Essas reivindicações foram sendo canalizadas pela Associação Brasileira de Ensino de
Serviço Social (ABESS), que, a partir de 1975 impulsionou suas convensões nacionais
em prol da redefinição de um novo currículo mínimo para o Serviço Social.
A XX Convensão nacional da ABESS, realizada na cidade de Belo Horizonte, entre os
dias 4 e 9 de setembro de 1979, tratou especificamente da revisão curricular nos cursos
de Serviço Social, destacando o currículo Mínimo como garantia para a unidade na
formação profissional.
Passa-se a pensar em um Currículo pleno, na tentativa de superar os obstáculos
dispostos pelo próprio currículo mínimo. Assim, no ano de 1979, a proposta do
Currículo Mínimo resulta como produto da XXI Convensão Nacional realizada na cidade
de Natal, sendo referendada pelo Conselho Federal de Educação em 1982. (YASBEK,
1984, p. 32)
O tema da reformulação e revisão curricular também passou a ser tomado como
bandeira de luta do Movimento Estudantil em Serviço Social ( MESS) ,tendo como
estância máxima de representação o Encontro Nacional de Estudantes de Serviço
Social (ENESS).
A conjuntura característica da década de noventa foi marcada por transformações
significativas dos padrões de produção e acumulação flexível, com profundas
modificações na dinâmica internacional capitalista, implicando numa estruturação dos
Estados nacionais. Este por sua vez, orientado pela ideologia neoliberal tem os seus
fundos reorientados em favor dos grandes oligopólios, diminuindo os investimentos
estatais nas políticas sociais.
Com o acúmulo de produção cientifica, amadurecimento político e teórico, o Serviço
Social vê na década de noventa a consolidação de seu projeto ético-político
Profissional, iniciado na década de oitenta. Este projeto tem como centralidade a
liberdade, justiça, igualdade econômica e social, entre outros valores éticos que foram
condensados, a partir da revisão do Código de Ética de 1986, no Código de Ética de
1993.
Baseados nestes princípios éticos e na maturidade teórica que o Serviço Social alcança
neste período, as Diretrizes Curriculares de 96 são construídas com o princípio de
totalidade, redimensionando e condensando algumas disciplinas no sentido de propiciar
uma formação profissional que possibilita a compreensão da totalidade da realidade.
Hoje, as Diretrizes Curriculares direcionam a formação profissional de acordo com um
Projeto Ético-político profissional, caracterizado pelo comprometimento com a classe
trabalhadora.
CONCLUSÃO : Ao estudar a formação profissional, não importa qual seja a profissão
e qual é a realidade em que ela está inserida, não se pode compreendê-la isolada da
realidade social, política e econômica. Isso porque as profissões respondem a realidade
que está posta, segundo os agentes da sociedade, sejam eles, o Estado, os
movimentos populares e a classe burguesa.

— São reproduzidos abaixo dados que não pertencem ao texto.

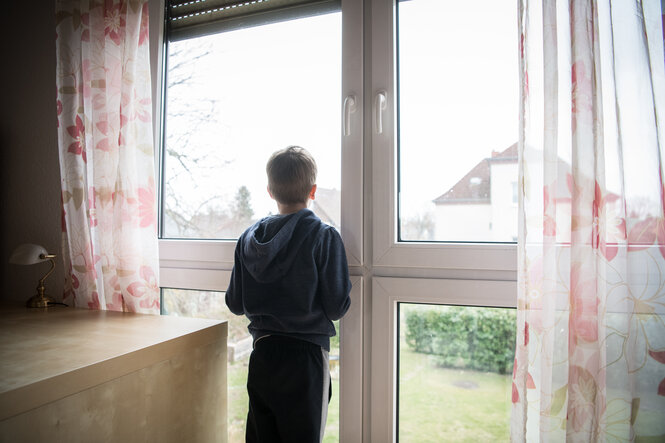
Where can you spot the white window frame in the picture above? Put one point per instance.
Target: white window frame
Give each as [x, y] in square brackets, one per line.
[384, 271]
[207, 264]
[469, 274]
[387, 250]
[387, 292]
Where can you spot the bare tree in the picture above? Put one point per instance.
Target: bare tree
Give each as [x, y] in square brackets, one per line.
[189, 119]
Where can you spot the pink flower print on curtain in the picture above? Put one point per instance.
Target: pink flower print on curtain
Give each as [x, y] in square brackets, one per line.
[591, 247]
[106, 155]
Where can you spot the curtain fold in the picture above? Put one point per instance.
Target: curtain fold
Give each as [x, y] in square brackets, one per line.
[590, 355]
[105, 143]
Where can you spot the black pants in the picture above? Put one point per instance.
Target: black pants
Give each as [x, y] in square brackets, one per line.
[286, 385]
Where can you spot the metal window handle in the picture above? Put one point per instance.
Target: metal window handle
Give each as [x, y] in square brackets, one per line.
[380, 104]
[349, 108]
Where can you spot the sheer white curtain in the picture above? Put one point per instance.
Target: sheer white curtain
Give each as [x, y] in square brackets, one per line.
[590, 358]
[106, 155]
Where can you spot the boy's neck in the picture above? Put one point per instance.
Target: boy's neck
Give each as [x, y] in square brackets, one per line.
[285, 209]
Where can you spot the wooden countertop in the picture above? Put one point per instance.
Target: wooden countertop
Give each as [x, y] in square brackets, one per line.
[47, 354]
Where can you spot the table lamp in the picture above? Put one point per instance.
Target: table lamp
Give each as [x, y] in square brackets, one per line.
[29, 254]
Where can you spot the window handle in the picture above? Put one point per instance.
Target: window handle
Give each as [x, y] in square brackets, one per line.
[380, 104]
[349, 108]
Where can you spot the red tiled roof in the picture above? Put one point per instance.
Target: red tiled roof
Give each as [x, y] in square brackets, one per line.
[474, 187]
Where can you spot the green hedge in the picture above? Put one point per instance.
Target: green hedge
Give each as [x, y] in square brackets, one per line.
[464, 337]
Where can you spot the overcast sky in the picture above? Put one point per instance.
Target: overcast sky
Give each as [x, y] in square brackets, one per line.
[279, 85]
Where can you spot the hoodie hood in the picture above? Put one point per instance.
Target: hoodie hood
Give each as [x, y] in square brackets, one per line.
[270, 246]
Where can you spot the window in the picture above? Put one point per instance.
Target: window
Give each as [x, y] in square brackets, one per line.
[457, 92]
[239, 83]
[233, 98]
[455, 372]
[398, 142]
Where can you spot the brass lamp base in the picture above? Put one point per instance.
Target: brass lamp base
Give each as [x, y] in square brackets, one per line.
[39, 301]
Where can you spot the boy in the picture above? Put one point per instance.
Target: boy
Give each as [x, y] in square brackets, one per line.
[290, 278]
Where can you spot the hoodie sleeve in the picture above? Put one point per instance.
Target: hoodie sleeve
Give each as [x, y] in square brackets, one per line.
[334, 282]
[234, 291]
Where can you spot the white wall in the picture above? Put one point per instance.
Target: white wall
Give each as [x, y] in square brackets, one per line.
[29, 167]
[468, 222]
[504, 210]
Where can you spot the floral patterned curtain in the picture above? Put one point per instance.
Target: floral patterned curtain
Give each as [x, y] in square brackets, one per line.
[106, 155]
[590, 357]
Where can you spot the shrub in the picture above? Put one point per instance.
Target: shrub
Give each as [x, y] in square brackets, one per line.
[464, 337]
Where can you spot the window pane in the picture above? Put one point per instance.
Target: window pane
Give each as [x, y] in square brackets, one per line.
[234, 98]
[458, 82]
[455, 365]
[210, 304]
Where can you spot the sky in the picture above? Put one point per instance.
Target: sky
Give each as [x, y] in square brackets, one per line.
[280, 85]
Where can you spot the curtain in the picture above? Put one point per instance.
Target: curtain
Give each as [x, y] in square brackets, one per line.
[590, 356]
[105, 142]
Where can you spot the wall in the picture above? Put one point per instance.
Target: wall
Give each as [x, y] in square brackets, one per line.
[29, 168]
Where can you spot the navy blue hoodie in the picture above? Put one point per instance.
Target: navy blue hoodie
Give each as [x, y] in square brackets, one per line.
[290, 278]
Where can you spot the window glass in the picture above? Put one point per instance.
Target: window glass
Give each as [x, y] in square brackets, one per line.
[211, 304]
[455, 366]
[458, 120]
[232, 99]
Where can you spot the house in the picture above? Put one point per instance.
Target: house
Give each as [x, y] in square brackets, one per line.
[482, 205]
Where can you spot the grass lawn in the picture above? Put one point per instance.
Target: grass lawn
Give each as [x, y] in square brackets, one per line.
[439, 404]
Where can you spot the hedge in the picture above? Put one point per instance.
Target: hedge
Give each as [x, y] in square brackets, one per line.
[482, 339]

Como foi observado, desde a origem da profissão, a formação profissional responde a
um modelo de profissional que se instaura de acordo com as forças sociais de cada
momento histórico.
Neste sentido a “formação profissional possibilita o acesso às informações
sistematizadas de ordem teórica, metodológica e ideológica, julgadas necessárias para
o exercício futuro da atividade” ( NICOLAU, 2004, p.92)
Assim, as profissões, estando estas integradas a uma realidade dinâmica, estão em
constantes mudanças. Essas mudanças repercutem na formação profissional, que
constantemente fazem as suas reformulações, de forma a responder as exigências da
sociedade, ou seja, buscando melhor desempenhar a função social da profissão.